Pas d’hommes politiques, à notre connaissance, sur les listings du Liechtenstein, mais des patrons de grands groupes français, dont quelques labos pharmaceutiques. Sur les cinq cents contribuables mis en cause, trois cents d’entre eux ont vu immédiatement leurs dossiers classés par les services fiscaux (dont, apparemment, celui de David Douillet).
Extraits de la décision du tribunal de Nanterre du 17 avril Douillet c/Bakchich
« Aucun élément versé aux débats ne permet de retenir une animosité personnelle des défendeurs contre David Douillet. Par ailleurs, le ton général des deux articles reste mesuré.
L’existence d’une enquête sérieuse doit s’apprécier en tenant compte notamment des difficultés pour le journaliste d’accéder aux informations et de disposer des moyens de les recouper.
En l’espèce, la liste des personnes titulaires d’un compte au Liechtenstein est couverte par le secret fiscal et le journaliste ne peut détenir la pièce maîtresse
de ces informations. Les moyens dont il dispose pour vérifier celles-ci sont ainsi extrêmement limités alors qu’au surplus, il assure la protection des sources.
Par ailleurs, les défendeurs ont fait connaître aux internautes qu’ils avaient reçu un démenti du ministère du budget. Ce démenti était oral et n’a donné lieu à aucun communiqué officiel. Dans ces circonstances, les défendeurs auraient pu omettre d’en informer les internautes. Le fait d’avoir fait connaître à leurs lecteurs que leurs informations étaient contestées par le ministère du budget est une manifestation de bonne foi car si le site, après avoir tenté de joindre David Douillet, a maintenu l’information pour des raisons qu’il a expliquées, il a cependant fourni à ceux qui le consultent, des éléments leur permettant d’effectuer des réserves.
Enfin, la bonne foi doit s’apprécier en tenant compte de la légitimité du but poursuivi et de l’intérêt plus ou moins grand que présentent les données litigieuses pour l’information du public. Or, en l’espèce, l’évasion fiscale au moyen des comptes ouverts au Liechtenstein est un sujet qui a largement dépassé le cadre de la France pour concerner l’ensemble des pays européens et a amené de vives réactions de la part de différents gouvernements. Ainsi, l’information sur l’éventuelle participation de personnalités françaises à ces faits présente un caractère particulièrement légitime ».
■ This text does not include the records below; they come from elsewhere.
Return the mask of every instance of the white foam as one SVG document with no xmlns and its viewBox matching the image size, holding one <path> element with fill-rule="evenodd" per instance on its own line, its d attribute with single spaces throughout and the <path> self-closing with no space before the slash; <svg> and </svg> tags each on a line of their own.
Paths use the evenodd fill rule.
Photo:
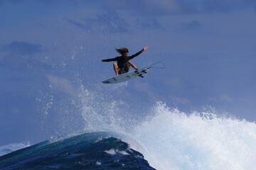
<svg viewBox="0 0 256 170">
<path fill-rule="evenodd" d="M 159 170 L 256 169 L 255 123 L 212 110 L 187 114 L 158 102 L 151 112 L 143 113 L 147 118 L 130 121 L 127 127 L 122 123 L 129 120 L 120 110 L 125 103 L 105 100 L 87 90 L 80 97 L 85 130 L 113 131 L 132 137 L 139 144 L 135 142 L 131 148 L 141 152 Z M 114 150 L 107 152 L 116 154 Z"/>
<path fill-rule="evenodd" d="M 256 169 L 256 124 L 158 103 L 134 137 L 157 169 Z"/>
</svg>

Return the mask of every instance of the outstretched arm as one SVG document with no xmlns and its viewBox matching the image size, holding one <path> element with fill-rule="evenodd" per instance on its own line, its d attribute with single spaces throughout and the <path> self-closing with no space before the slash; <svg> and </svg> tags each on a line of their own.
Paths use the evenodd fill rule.
<svg viewBox="0 0 256 170">
<path fill-rule="evenodd" d="M 137 57 L 138 55 L 139 55 L 140 54 L 142 54 L 142 52 L 144 52 L 144 50 L 148 50 L 148 48 L 149 48 L 148 46 L 144 47 L 142 50 L 140 50 L 139 52 L 137 52 L 136 54 L 134 54 L 134 55 L 131 55 L 130 57 L 129 57 L 129 60 L 131 60 L 131 59 L 133 59 L 133 58 L 135 57 Z"/>
<path fill-rule="evenodd" d="M 102 62 L 114 62 L 117 61 L 117 57 L 111 58 L 111 59 L 105 59 L 102 60 Z"/>
</svg>

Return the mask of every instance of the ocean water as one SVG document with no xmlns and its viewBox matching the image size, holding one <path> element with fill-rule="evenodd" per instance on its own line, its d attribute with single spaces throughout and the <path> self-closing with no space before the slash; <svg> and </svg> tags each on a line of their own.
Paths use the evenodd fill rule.
<svg viewBox="0 0 256 170">
<path fill-rule="evenodd" d="M 0 157 L 0 169 L 154 169 L 111 132 L 63 137 Z"/>
<path fill-rule="evenodd" d="M 4 155 L 0 169 L 256 169 L 255 123 L 161 101 L 138 118 L 122 114 L 125 102 L 83 86 L 78 98 L 82 134 Z"/>
</svg>

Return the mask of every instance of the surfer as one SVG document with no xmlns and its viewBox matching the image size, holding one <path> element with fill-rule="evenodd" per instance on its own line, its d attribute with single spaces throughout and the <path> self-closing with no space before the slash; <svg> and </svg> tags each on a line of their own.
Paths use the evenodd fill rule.
<svg viewBox="0 0 256 170">
<path fill-rule="evenodd" d="M 148 48 L 149 47 L 147 46 L 144 47 L 142 50 L 131 56 L 128 55 L 129 50 L 127 47 L 117 48 L 117 52 L 119 53 L 121 56 L 114 58 L 102 60 L 102 62 L 117 61 L 117 63 L 114 63 L 113 66 L 115 74 L 116 76 L 118 76 L 119 74 L 128 72 L 129 67 L 132 67 L 134 69 L 137 69 L 136 65 L 134 65 L 134 64 L 131 62 L 129 60 L 139 55 L 142 52 L 148 50 Z"/>
</svg>

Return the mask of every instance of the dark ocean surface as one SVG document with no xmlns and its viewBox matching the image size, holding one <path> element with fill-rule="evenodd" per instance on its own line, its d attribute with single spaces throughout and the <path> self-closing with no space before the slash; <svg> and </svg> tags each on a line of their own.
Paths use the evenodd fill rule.
<svg viewBox="0 0 256 170">
<path fill-rule="evenodd" d="M 0 169 L 155 169 L 111 132 L 45 141 L 0 157 Z"/>
</svg>

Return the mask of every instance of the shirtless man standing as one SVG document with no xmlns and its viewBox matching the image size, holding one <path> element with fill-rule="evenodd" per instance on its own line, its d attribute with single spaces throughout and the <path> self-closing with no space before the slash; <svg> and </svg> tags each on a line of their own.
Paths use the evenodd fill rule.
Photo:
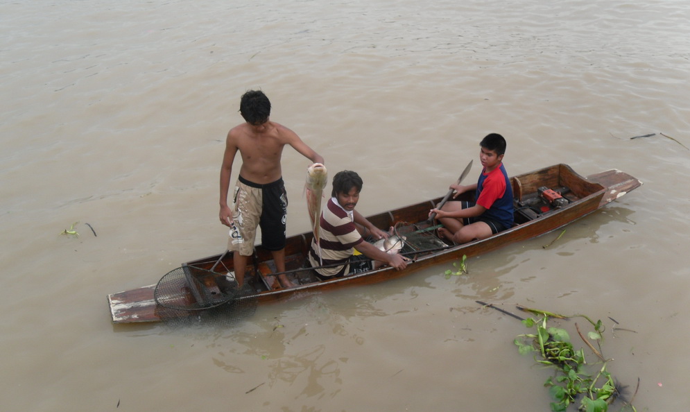
<svg viewBox="0 0 690 412">
<path fill-rule="evenodd" d="M 257 226 L 261 228 L 261 246 L 270 250 L 279 273 L 285 271 L 285 223 L 288 198 L 283 184 L 280 158 L 288 144 L 313 163 L 324 160 L 295 132 L 271 121 L 270 102 L 261 91 L 250 90 L 242 96 L 240 113 L 246 121 L 227 132 L 221 167 L 221 223 L 230 228 L 227 250 L 234 256 L 235 280 L 244 281 L 248 257 L 254 250 Z M 230 174 L 239 151 L 242 166 L 233 195 L 234 209 L 227 205 Z M 279 275 L 284 287 L 292 282 Z"/>
</svg>

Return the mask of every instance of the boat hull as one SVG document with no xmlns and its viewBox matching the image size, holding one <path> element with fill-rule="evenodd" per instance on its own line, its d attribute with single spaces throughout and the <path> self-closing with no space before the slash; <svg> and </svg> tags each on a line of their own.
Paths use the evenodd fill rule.
<svg viewBox="0 0 690 412">
<path fill-rule="evenodd" d="M 516 225 L 488 239 L 474 241 L 462 245 L 447 245 L 439 250 L 413 252 L 408 257 L 413 261 L 404 271 L 395 271 L 383 267 L 353 275 L 327 281 L 315 278 L 295 279 L 300 284 L 294 288 L 282 288 L 275 280 L 275 270 L 270 266 L 270 252 L 259 246 L 255 249 L 252 264 L 247 268 L 247 278 L 253 279 L 253 291 L 240 299 L 256 300 L 260 303 L 275 302 L 297 295 L 321 292 L 343 287 L 372 284 L 406 275 L 413 271 L 459 259 L 463 255 L 475 257 L 483 255 L 508 245 L 532 239 L 568 225 L 606 204 L 639 187 L 641 182 L 623 172 L 607 171 L 592 175 L 587 178 L 575 173 L 565 164 L 557 164 L 511 178 L 515 204 L 519 213 L 516 212 Z M 542 214 L 535 212 L 535 207 L 521 207 L 537 205 L 542 200 L 537 193 L 540 187 L 560 188 L 569 204 L 551 208 Z M 397 209 L 368 216 L 368 219 L 379 228 L 388 228 L 397 222 L 423 223 L 429 209 L 440 198 L 431 199 Z M 544 207 L 541 203 L 542 209 Z M 309 250 L 312 234 L 291 237 L 286 246 L 286 266 L 288 271 L 297 271 L 302 267 L 304 257 Z M 223 268 L 221 272 L 230 272 L 232 268 L 232 253 L 216 255 L 187 262 L 189 266 L 209 269 Z M 302 272 L 294 272 L 296 274 Z M 253 277 L 252 277 L 253 275 Z M 172 318 L 194 315 L 196 311 L 171 310 L 156 304 L 154 299 L 155 285 L 150 285 L 114 293 L 107 297 L 111 320 L 114 323 L 157 322 Z"/>
</svg>

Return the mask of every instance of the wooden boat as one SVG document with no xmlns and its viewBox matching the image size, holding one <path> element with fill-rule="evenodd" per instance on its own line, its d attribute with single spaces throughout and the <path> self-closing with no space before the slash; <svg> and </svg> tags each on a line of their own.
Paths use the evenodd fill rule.
<svg viewBox="0 0 690 412">
<path fill-rule="evenodd" d="M 312 239 L 311 232 L 297 234 L 287 239 L 286 266 L 288 276 L 297 287 L 283 288 L 275 274 L 275 266 L 269 252 L 256 246 L 253 259 L 250 259 L 245 275 L 245 289 L 249 292 L 239 299 L 252 299 L 259 303 L 284 299 L 297 293 L 322 291 L 354 285 L 370 284 L 408 275 L 442 262 L 461 258 L 463 255 L 475 257 L 494 250 L 506 245 L 531 239 L 567 225 L 639 187 L 642 183 L 630 175 L 610 170 L 583 178 L 566 164 L 556 164 L 511 178 L 515 205 L 515 225 L 481 241 L 461 245 L 448 244 L 439 239 L 430 230 L 424 234 L 427 246 L 415 247 L 406 242 L 402 252 L 413 259 L 404 271 L 395 271 L 384 266 L 377 270 L 321 281 L 311 270 L 303 268 L 304 257 Z M 554 204 L 546 200 L 544 189 L 560 193 L 566 200 Z M 549 192 L 552 193 L 552 192 Z M 473 194 L 463 194 L 471 199 Z M 426 222 L 429 212 L 440 198 L 431 199 L 399 209 L 383 212 L 367 218 L 378 228 L 389 228 L 406 223 L 405 227 L 424 232 L 431 224 Z M 428 241 L 431 241 L 429 243 Z M 429 248 L 428 245 L 434 246 Z M 203 307 L 205 298 L 198 290 L 217 290 L 220 280 L 233 273 L 232 252 L 217 255 L 183 264 L 189 284 L 184 299 L 198 307 Z M 212 272 L 208 272 L 213 268 Z M 193 270 L 192 270 L 193 269 Z M 196 281 L 191 277 L 198 273 L 212 273 Z M 216 275 L 217 273 L 217 275 Z M 218 281 L 218 282 L 216 282 Z M 194 286 L 196 284 L 197 286 Z M 187 286 L 189 286 L 188 288 Z M 157 322 L 172 318 L 198 314 L 198 310 L 171 309 L 157 303 L 154 298 L 156 284 L 114 293 L 107 296 L 112 320 L 114 323 Z M 200 303 L 200 307 L 198 304 Z"/>
</svg>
En effet, l’ouverture de leurs comptes datant de plusieurs années, ces contribuables bénéficiaient de la prescription fiscale. En revanche, les services de Bercy ont épluché le reste des deux cents dossiers ; vingt d’entre eux font l’objet de contrôles très stricts. Le porte parole du ministère du Budget, qui nous avait joints pour démentir notre information, avait précisé que David
Douillet n’était pas titulaire d’un des deux cents comptes examinés par les services fiscaux. Interrogé sur la présence du judoka parmi les cinq cents noms apparus au départ sur les listings, le même n’avait pas répondu.
En conscience, nous avions décidé de publier ces informations. Et le tribunal de grande instance de Nanterre, a reconnu notre bonne foi, avec un argumentaire précis (voir encadré) et « la légitimité du but poursuivi » par notre enquête.